Will the recent negative trend continue leading up to its next earnings release, or is Skyworks due for a breakout? Before we dive into how investors and analysts have reacted as of late, let's take a quick look at the most recent earnings report in order to get a better handle on the important drivers.

Skyworks’ Q2 Earnings Top Estimates, Revenues Up Y/Y

Skyworks Solutions reported second-quarter fiscal 2022 non-GAAP earnings of $2.63 per share that beat the Zacks Consensus Estimate by 0.38% and improved 11% year over year.

Revenues of $1.34 billion surpassed the Zacks Consensus Estimate by 0.48%. The top line increased 14% on a year-over-year basis. Revenues were driven by the growth of Tier 1 mobile and a diversified customer base.

The company’s quarterly results benefited from an increased rate of 5G deployment. However, business in the mobile segment was negatively impacted by the global supply chain issues and continued COVID restrictions.

Broad markets revenues of $523 million (39% of total revenues) surged 36% year over year and 10% sequentially, driven by strong demand for 5G, IoT, automotive and wireless infrastructure.

The acquisition of the Infrastructure and Automotive business of Silicon Labs helped in expanding the customer base during the reported quarter.

The adoption of Skyworks’ Sky5 yielded strong results as the platform supports OEMs, including Google and Samsung.

Operating Details

Gross profit of $683 million resulted in non-GAAP gross margin expanding by 40 basis points (bps) on a year-over-year basis to 51.2%.

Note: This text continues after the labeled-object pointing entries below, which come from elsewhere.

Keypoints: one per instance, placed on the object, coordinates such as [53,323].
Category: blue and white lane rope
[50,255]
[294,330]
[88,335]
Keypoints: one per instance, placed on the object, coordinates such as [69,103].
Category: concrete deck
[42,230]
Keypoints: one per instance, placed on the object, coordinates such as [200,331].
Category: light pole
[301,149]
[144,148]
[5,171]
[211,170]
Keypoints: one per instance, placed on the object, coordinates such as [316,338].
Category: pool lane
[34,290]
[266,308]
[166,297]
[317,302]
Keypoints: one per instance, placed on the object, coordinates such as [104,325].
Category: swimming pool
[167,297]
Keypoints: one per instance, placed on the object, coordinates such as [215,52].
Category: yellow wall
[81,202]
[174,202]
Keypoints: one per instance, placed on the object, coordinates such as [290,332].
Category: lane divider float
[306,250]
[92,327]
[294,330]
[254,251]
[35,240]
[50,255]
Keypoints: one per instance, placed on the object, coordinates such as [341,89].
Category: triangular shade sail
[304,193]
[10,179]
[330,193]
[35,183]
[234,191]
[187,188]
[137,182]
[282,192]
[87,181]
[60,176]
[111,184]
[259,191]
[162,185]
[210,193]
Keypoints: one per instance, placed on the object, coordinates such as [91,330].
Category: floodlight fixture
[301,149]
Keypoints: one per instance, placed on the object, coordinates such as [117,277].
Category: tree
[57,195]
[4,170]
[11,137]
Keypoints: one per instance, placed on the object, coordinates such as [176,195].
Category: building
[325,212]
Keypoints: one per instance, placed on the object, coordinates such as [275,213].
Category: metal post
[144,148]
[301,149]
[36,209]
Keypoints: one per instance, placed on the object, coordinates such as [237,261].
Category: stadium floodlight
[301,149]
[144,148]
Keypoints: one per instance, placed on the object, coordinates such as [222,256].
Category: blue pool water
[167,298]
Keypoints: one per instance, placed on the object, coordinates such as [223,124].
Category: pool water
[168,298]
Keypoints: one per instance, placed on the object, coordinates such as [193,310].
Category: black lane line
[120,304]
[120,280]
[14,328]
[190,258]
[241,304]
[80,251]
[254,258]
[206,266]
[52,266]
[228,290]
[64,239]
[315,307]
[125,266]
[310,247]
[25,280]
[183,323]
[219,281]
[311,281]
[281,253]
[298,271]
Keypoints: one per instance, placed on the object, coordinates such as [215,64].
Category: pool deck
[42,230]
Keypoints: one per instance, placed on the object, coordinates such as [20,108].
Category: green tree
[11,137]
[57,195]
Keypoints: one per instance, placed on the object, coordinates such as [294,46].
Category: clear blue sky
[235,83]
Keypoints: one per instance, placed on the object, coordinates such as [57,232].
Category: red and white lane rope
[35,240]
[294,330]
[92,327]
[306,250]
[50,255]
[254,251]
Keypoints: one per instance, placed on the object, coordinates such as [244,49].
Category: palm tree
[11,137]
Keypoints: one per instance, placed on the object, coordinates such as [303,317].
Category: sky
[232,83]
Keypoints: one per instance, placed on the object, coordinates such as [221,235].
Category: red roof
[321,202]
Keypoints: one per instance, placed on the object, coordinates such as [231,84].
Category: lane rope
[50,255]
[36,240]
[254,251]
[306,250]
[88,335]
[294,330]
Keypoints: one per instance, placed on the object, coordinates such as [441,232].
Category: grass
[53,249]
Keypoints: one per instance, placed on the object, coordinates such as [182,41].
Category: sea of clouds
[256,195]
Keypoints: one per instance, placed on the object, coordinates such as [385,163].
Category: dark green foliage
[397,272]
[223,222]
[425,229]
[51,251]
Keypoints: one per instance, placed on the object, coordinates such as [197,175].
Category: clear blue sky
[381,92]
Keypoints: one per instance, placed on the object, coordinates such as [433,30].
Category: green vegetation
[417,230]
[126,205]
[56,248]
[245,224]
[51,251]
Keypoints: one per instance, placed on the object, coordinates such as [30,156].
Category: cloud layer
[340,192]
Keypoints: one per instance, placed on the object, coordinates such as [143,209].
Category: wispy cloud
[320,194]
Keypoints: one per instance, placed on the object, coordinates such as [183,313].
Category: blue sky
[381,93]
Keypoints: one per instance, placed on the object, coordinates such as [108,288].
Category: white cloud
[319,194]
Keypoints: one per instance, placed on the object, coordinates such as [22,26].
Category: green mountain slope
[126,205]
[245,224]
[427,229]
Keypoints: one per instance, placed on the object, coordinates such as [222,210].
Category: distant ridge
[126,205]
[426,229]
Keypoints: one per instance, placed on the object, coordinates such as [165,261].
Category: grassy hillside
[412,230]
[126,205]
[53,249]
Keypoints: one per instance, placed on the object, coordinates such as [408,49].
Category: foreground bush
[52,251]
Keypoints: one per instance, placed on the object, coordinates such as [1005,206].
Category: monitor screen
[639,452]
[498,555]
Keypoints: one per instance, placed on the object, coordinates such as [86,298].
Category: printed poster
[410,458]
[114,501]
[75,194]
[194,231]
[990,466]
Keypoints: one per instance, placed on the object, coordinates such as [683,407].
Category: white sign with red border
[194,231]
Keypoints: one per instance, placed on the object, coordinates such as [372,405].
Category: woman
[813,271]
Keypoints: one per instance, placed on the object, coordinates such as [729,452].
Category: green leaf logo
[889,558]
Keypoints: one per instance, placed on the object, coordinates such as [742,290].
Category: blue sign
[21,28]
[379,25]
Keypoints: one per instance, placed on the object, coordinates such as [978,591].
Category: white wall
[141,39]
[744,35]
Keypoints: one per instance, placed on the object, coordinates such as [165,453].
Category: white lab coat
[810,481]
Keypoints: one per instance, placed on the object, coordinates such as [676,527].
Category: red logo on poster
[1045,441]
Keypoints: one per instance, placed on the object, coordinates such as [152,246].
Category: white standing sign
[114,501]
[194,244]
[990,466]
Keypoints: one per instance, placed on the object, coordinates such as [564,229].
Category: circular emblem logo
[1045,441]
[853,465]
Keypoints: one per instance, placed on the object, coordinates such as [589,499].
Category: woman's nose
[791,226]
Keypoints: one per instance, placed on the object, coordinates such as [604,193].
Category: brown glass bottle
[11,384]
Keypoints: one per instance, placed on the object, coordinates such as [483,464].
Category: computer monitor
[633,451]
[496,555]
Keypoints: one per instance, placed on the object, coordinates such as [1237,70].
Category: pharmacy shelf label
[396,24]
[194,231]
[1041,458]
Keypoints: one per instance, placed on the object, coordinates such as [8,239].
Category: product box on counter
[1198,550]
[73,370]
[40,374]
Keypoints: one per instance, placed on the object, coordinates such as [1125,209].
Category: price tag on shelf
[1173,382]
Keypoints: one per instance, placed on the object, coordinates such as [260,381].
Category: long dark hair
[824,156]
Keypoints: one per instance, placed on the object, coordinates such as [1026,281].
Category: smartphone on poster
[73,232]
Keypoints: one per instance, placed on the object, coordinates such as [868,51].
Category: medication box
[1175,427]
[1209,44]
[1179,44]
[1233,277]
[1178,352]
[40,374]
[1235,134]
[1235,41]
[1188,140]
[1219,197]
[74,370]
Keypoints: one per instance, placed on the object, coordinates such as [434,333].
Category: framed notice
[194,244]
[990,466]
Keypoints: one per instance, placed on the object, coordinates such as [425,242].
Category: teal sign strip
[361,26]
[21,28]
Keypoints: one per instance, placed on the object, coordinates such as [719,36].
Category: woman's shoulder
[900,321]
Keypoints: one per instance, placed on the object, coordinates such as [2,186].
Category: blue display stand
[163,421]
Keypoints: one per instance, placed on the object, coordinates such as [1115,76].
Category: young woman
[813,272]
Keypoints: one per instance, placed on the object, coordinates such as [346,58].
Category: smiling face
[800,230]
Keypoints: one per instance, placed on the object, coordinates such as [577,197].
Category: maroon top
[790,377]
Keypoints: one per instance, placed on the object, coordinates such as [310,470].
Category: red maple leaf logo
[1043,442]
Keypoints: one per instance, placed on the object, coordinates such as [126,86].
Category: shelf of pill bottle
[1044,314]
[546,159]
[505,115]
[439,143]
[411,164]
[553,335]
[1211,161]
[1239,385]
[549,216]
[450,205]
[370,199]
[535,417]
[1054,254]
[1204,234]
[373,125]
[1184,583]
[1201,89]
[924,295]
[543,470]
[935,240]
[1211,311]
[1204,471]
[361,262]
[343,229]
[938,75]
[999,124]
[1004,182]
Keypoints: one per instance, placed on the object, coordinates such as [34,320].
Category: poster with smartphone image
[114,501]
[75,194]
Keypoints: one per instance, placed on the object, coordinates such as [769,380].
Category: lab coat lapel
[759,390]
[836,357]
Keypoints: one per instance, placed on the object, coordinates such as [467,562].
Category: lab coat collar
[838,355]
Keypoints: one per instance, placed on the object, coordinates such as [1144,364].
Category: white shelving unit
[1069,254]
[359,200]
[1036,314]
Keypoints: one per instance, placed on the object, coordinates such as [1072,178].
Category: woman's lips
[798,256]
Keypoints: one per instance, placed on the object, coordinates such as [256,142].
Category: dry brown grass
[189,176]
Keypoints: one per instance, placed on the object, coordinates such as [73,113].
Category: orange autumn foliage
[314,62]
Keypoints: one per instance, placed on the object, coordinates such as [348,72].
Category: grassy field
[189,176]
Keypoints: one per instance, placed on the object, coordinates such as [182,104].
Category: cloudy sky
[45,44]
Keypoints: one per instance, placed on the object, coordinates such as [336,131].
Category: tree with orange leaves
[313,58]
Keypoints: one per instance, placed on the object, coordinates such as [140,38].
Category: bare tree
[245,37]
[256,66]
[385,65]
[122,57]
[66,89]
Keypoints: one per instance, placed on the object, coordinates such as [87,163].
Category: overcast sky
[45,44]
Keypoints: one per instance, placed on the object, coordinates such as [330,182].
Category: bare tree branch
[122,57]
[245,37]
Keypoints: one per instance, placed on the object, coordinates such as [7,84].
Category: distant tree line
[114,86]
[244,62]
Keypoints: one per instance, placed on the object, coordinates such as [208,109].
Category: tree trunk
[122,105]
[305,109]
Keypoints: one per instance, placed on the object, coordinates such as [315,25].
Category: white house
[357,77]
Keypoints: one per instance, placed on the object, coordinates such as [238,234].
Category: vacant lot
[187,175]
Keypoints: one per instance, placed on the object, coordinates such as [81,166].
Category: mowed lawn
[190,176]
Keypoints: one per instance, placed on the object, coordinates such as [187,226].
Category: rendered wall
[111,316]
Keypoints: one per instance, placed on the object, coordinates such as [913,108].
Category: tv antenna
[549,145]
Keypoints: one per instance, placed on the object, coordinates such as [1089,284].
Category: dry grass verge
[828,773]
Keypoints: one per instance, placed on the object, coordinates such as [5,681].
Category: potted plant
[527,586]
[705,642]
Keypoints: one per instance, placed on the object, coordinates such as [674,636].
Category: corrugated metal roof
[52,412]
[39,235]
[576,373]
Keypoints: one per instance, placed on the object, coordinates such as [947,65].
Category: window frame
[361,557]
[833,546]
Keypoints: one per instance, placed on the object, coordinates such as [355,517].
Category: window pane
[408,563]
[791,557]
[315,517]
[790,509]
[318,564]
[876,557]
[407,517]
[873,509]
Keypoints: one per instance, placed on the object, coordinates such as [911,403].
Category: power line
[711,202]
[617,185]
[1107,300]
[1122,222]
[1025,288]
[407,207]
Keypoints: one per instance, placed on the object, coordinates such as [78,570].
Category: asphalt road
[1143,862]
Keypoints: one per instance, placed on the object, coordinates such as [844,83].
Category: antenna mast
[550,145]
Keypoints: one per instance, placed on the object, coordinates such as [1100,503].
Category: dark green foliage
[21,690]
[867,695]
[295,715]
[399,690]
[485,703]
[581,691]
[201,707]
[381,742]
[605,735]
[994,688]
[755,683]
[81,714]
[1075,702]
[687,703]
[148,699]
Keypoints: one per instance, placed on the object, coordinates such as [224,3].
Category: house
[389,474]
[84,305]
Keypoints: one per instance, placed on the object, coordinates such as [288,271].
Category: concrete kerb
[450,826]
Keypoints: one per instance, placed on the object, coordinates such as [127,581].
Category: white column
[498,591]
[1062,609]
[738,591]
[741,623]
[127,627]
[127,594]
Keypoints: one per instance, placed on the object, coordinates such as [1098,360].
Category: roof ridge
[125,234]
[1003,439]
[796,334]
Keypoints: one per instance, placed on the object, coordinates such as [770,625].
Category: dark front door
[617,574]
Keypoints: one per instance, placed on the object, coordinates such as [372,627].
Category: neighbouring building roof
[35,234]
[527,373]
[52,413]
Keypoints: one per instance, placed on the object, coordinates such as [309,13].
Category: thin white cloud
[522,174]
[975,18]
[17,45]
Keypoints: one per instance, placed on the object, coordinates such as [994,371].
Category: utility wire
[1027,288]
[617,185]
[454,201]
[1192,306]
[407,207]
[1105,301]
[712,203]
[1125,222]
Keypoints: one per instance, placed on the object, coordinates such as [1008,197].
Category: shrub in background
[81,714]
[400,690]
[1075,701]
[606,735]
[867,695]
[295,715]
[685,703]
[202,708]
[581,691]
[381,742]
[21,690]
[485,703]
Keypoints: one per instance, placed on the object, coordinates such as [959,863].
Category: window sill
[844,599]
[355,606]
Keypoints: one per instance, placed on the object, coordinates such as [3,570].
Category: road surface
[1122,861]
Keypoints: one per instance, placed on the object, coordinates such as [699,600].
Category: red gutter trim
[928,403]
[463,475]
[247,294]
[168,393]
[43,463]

Research & development expenses, as a percentage of revenues, increased 90 bps year over year to 12%.

Selling, general and administrative expenses increased 20 bps to 6.2% in the reported quarter.

Non-GAAP operating margin contracted 80 bps on a year-over-year basis to 36.8% in the reported quarter.

Balance Sheet & Cash Flow

As of Apr 1, 2022, cash & cash equivalents and marketable securities were $778 million compared with $1.02 billion as of Dec 31, 2021.

Long-term debt was $2.19 billion as of Apr 1, 2021, flat with the prior quarter.

Cash generated by operating activities was $393 million in the quarter under discussion compared with $616 million in the previous quarter.

Skyworks repurchased 3 million shares for $418 million in the reported quarter.

Skyworks’ announced a quarterly dividend of 56 cents per share payable on Jun 14, 2022, to shareholders as of May 24.

Guidance

For the third quarter of fiscal 2022, Skyworks expects revenues between $1.20 billion and $1.260 billion, indicating growth of 10% from the year-ago quarter.

Growth in broad markets is expected to be stronger in mobile markets. Nevertheless, Skyworks expects both segments to witness double-digit growth year over year in the third quarter of fiscal 2022.

Earnings are expected to be $2.32 per share at the mid-point of this revenue guidance, indicating growth of 10% from the year-ago quarter.

Skyworks expects gross margin between 50.75% and 51.25%. The company expects operating expenses between $190 million and $192 million.

How Have Estimates Been Moving Since Then?

It turns out, fresh estimates have trended downward during the past month.

The consensus estimate has shifted -6.46% due to these changes.

VGM Scores

Currently, Skyworks has a strong Growth Score of A, though it is lagging a lot on the Momentum Score front with an F. However, the stock was allocated a grade of A on the value side, putting it in the top quintile for this investment strategy.

Overall, the stock has an aggregate VGM Score of B. If you aren't focused on one strategy, this score is the one you should be interested in.

Outlook

Estimates have been broadly trending downward for the stock, and the magnitude of these revisions indicates a downward shift. Notably, Skyworks has a Zacks Rank #3 (Hold). We expect an in-line return from the stock in the next few months.